Re: [PATCH] kexec: change locking mechanism to a mutex

From: Baoquan He
Date: Fri Sep 22 2023 - 04:07:45 EST


On 09/22/23 at 11:36am, Dave Young wrote:
> [Cced Valentin Schneider as he added the trylocks]
>
> On Fri, 22 Sept 2023 at 06:04, Eric DeVolder <eric.devolder@xxxxxxxxxx> wrote:
> >
> > Scaled up testing has revealed that the kexec_trylock()
> > implementation leads to failures within the crash hotplug
> > infrastructure due to the inability to acquire the lock,
> > specifically the message:
> >
> > crash hp: kexec_trylock() failed, elfcorehdr may be inaccurate
> >
> > When hotplug events occur, the crash hotplug infrastructure first
> > attempts to obtain the lock via the kexec_trylock(). However, the
> > implementation either acquires the lock, or fails and returns; there
> > is no waiting on the lock. Here is the comment/explanation from
> > kernel/kexec_internal.h:kexec_trylock():
> >
> > * Whatever is used to serialize accesses to the kexec_crash_image needs to be
> > * NMI safe, as __crash_kexec() can happen during nmi_panic(), so here we use a
> > * "simple" atomic variable that is acquired with a cmpxchg().
> >
> > While this in theory can happen for either CPU or memory hoptlug,
> > this problem is most prone to occur for memory hotplug.
> >
> > When memory is hot plugged, the memory is converted into smaller
> > 128MiB memblocks (typically). As each memblock is processed, a
> > kernel thread and a udev event thread are created.

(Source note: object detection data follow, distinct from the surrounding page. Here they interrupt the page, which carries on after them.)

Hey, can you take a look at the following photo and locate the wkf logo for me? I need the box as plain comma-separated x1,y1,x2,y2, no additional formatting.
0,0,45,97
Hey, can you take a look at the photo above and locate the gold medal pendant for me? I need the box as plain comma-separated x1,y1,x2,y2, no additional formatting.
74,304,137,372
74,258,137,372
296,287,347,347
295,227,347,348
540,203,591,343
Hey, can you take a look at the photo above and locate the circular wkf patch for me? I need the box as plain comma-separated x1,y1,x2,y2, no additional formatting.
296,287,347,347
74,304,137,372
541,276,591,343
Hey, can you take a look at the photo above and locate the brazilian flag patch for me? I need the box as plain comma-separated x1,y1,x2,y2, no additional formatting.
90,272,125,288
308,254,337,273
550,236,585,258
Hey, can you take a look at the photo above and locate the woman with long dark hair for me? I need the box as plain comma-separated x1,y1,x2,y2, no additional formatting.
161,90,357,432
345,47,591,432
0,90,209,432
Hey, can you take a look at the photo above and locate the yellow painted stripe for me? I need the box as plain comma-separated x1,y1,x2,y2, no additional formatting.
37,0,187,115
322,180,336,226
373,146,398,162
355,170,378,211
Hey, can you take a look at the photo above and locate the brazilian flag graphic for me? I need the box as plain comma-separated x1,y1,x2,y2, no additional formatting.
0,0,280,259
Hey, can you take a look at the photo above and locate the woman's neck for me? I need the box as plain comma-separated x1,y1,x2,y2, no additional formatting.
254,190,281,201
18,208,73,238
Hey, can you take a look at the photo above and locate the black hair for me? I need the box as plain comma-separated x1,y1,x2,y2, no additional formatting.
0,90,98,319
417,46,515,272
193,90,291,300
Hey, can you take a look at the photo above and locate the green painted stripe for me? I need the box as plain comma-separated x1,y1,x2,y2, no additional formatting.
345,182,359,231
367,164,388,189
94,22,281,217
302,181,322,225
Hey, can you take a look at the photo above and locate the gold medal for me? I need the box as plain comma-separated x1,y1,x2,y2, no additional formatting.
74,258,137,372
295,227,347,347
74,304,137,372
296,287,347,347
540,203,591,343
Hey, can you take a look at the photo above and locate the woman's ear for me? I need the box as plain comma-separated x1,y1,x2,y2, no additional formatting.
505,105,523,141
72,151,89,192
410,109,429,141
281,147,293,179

The udev thread
> > tries for the lock via the reading of the sysfs node
> > /sys/devices/system/memory/crash_hotplug node, and the kernel
> > worker thread tries for the lock upon entering the crash hotplug
> > infrastructure.
> >
> > These threads then compete for the kexec lock.
> >
> > For example, a 1GiB DIMM is converted into 8 memblocks, each
> > spawning two threads for a total of 16 threads that create a small
> > "swarm" all trying to acquire the lock. The larger the DIMM, the
> > more the memblocks and the larger the swarm.
> >
> > At the root of the problem is the atomic lock behind kexec_trylock();
> > it works well for low lock traffic; ie loading/unloading a capture
> > kernel, things that happen basically once. But with the introduction
> > of crash hotplug, the traffic through the lock increases significantly,
> > and more importantly in bursts occurring at roughly the same time. Thus
> > there is a need to wait on the lock.

Yeah, the atomic __kexec_lock is used to lock the door of operation on
kimage. Among kexec/kdump kernel load/unload/shrink/jumping, once any one
is in progress, the later attempt doesn't make sense. And these events are
rare.

Crash hotplug event is different, there will be many during one period.
The main problem you are encountering is the cocurrent handling of hotplug
event, right? Wondering if we can define another mutex lock to serialize
the handling of hotplug event like below. Just a sterotype to state my
thought.

diff --git a/kernel/crash_core.c b/kernel/crash_core.c
index 03a7932cde0a..39b9a57a4177 100644
--- a/kernel/crash_core.c
+++ b/kernel/crash_core.c
@@ -783,6 +783,7 @@ static void crash_handle_hotplug_event(unsigned int hp_action, unsigned int cpu)
{
struct kimage *image;

+ crash_hotplug_lock();
/* Obtain lock while changing crash information */
if (!kexec_trylock()) {
pr_info("kexec_trylock() failed, elfcorehdr may be inaccurate\n");
@@ -852,6 +853,7 @@ static void crash_handle_hotplug_event(unsigned int hp_action, unsigned int cpu)
out:
/* Release lock now that update complete */
kexec_unlock();
+ crash_hotplug_unlock();
}

static int crash_memhp_notifier(struct notifier_block *nb, unsigned long val, void *v)
diff --git a/kernel/kexec_core.c b/kernel/kexec_core.c
index 9dc728982d79..b95a73f35d9a 100644
--- a/kernel/kexec_core.c
+++ b/kernel/kexec_core.c
@@ -48,6 +48,7 @@
#include "kexec_internal.h"

atomic_t __kexec_lock = ATOMIC_INIT(0);
+DEFINE_MUTEX(__crash_hotplug_lock);

/* Flag to indicate we are going to kexec a new kernel */
bool kexec_in_progress = false;
diff --git a/kernel/kexec_internal.h b/kernel/kexec_internal.h
index 74da1409cd14..32cb890bb059 100644
--- a/kernel/kexec_internal.h
+++ b/kernel/kexec_internal.h
@@ -28,6 +28,10 @@ static inline void kexec_unlock(void)
atomic_set_release(&__kexec_lock, 0);
}

+extern struct mutex __crash_hotplug_lock;
+#define crash_hotplug_lock() mutex_lock(&__crash_hotplug_lock)
+#define crash_hotplug_unlock() mutex_unlock(&__crash_hotplug_lock)
+
#ifdef CONFIG_KEXEC_FILE
#include <linux/purgatory.h>
void kimage_file_post_load_cleanup(struct kimage *image);